– Еще думаю, – ответил Джером.

– Не затягивай с этим.

– Ладно, не буду.

О чем таком они говорили, черт подери, о чем в присутствии Реймера можно упоминать лишь намеком? Видимо, о чем-то таком, что ему не положено знать.

Господи, как же болит голова.

Помойка

Рут заехала на наклонную гравийную дорожку у дома, обозрела поросший бурьяном участок, как обычно замусоренный ржавеющими колпаками от автомобильных колес, гнутыми дисками и прочими запчастями, давно снятыми с производства, все с городской свалки и чужих передних дворов, и подивилась себе: о чем она только думала, когда сказала Салли, что постарается относиться к мужу помягче, – намерение, исполнять которое она теперь не чувствовала ни малейшей охоты. В верхней части дорожки теоретически хватало места для двух автомобилей, но Зак опять не удосужился поставить свой пикап в сторонку, и Рут нажала на тормоз, угрюмо сознавая очевидное – ей тут нет места – и неизбежное следствие этой очевидности: сдать назад и укатить прочь. Не она ли сегодня советовала Салли уехать куда-нибудь, куда угодно, лишь бы подальше? “Уезжай, – сказала она себе, – прямо сейчас”. Неважно куда. Разве кто-то заметит?

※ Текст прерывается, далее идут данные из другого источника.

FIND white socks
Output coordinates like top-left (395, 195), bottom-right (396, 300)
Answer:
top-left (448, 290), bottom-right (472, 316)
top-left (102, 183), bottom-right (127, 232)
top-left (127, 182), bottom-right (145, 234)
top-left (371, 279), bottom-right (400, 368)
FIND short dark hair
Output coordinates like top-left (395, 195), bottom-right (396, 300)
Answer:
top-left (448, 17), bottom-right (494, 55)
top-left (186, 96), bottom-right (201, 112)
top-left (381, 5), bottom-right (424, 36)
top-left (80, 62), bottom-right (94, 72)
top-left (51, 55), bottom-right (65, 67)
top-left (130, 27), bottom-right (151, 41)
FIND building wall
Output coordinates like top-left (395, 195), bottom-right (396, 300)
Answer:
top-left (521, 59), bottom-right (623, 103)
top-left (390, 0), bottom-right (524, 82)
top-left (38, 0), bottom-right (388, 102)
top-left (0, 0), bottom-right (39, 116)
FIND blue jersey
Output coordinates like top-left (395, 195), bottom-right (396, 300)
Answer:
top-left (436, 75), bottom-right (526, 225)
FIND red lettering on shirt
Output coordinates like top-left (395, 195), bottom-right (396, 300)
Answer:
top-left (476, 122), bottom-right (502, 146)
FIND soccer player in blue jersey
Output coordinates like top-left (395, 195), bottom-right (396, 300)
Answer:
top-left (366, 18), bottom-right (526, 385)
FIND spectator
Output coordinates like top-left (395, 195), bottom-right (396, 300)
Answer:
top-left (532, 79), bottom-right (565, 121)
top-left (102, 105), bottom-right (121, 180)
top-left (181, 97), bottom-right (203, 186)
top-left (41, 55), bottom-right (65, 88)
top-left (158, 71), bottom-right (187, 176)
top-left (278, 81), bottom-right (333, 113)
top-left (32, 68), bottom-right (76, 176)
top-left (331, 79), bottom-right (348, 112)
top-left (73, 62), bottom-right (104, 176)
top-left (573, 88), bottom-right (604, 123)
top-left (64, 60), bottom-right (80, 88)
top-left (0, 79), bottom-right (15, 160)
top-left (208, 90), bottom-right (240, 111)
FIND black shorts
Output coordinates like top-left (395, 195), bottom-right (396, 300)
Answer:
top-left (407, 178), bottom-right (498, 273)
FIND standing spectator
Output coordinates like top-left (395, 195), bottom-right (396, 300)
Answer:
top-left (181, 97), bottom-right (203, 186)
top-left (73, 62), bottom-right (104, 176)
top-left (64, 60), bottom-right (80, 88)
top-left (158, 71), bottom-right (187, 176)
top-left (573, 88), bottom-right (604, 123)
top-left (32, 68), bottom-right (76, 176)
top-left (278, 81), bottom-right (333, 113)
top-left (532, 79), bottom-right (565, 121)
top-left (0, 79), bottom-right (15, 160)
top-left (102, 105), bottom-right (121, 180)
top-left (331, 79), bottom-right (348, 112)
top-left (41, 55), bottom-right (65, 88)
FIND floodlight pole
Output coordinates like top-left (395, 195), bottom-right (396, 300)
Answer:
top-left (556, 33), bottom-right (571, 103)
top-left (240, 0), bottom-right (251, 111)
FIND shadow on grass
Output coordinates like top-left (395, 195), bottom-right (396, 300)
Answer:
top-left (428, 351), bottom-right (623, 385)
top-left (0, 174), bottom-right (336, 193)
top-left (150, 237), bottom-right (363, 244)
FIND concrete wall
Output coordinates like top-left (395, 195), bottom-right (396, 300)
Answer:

В том-то и дело. Еще как заметят. Проголодаются. И в закусочной, и дома хотят есть и ждут, что Рут их накормит. Середина дня, а Зак наверняка уже голодный и гадает, что она сегодня приготовит на ужин. Бывает ли он вообще когда-нибудь сытым? И откуда у него такой неутолимый аппетит? И ведь не только у ее мужа. В закусочной посетители тоже едят и едят без конца. Их не особо волнует – если волнует вообще – вкус поданных блюд, лишь бы побольше, горы картофеля фри и тазики коул-слоу[14]. Едят они сосредоточенно, решительно, убежденно – так же, как делают прочие необходимые дела. Доедят, спросишь: “Ну как?” – взглянут озадаченно. Все же съедено, разве нет? Если бы что-то не понравилось, они бы сказали. А другие, что характерно, и вовсе отвечают невпопад: “Наелись”, точно голод – доминирующее их чувство, а еда позволяет на время о нем забыть.

У самой Рут, как ни парадоксально, чаще всего аппетит плохой или отсутствует вовсе. Особенно в последнее время, из-за зверской жары и Великой Вони. Кто в таких обстоятельствах может думать о еде? Интересно, если она все же уедет, вернется ли к ней нормальный аппетит – в еде, сексе, удовольствиях – или он пропал навсегда? И не обязана ли она ради себя самой это выяснить?

Видимо, нет, потому что, вместо того чтобы включить заднюю передачу, Рут принялась сигналить, пока из задней двери дома, потирая заспанные глаза, не вышел ее муж, босой и в одних трусах. Вот и хорошо, подумала Рут. Днем он обычно засыпал перед телевизором, хотя всегда это отрицал, даже если она заставала его за этим занятием. Впрочем, у него были уважительные причины подремать. Преуспевающий старьевщик – если это не оксюморон – должен вставать чуть свет, и Зак каждое утро поднимался даже раньше, чем Рут, когда ей надо было открывать закусочную. К пяти он уже уходил и рылся в вещах, которые горожане выставляли на обочину в те дни, когда вывозят мусор. В Шуйлере – там находки получше – это были вторник и четверг, в другие дни – в прочих соседних городках, где еще действовала служба вывоза мусора. К полудню Зак уже был не прочь покемарить. Рут не помнила, когда в последний раз высыпалась, но ей подремать не удавалось, и она, конечно, возмущалась, что у нее украли это время. А оттого что Зак не признавался в краже, возмущалась еще больше.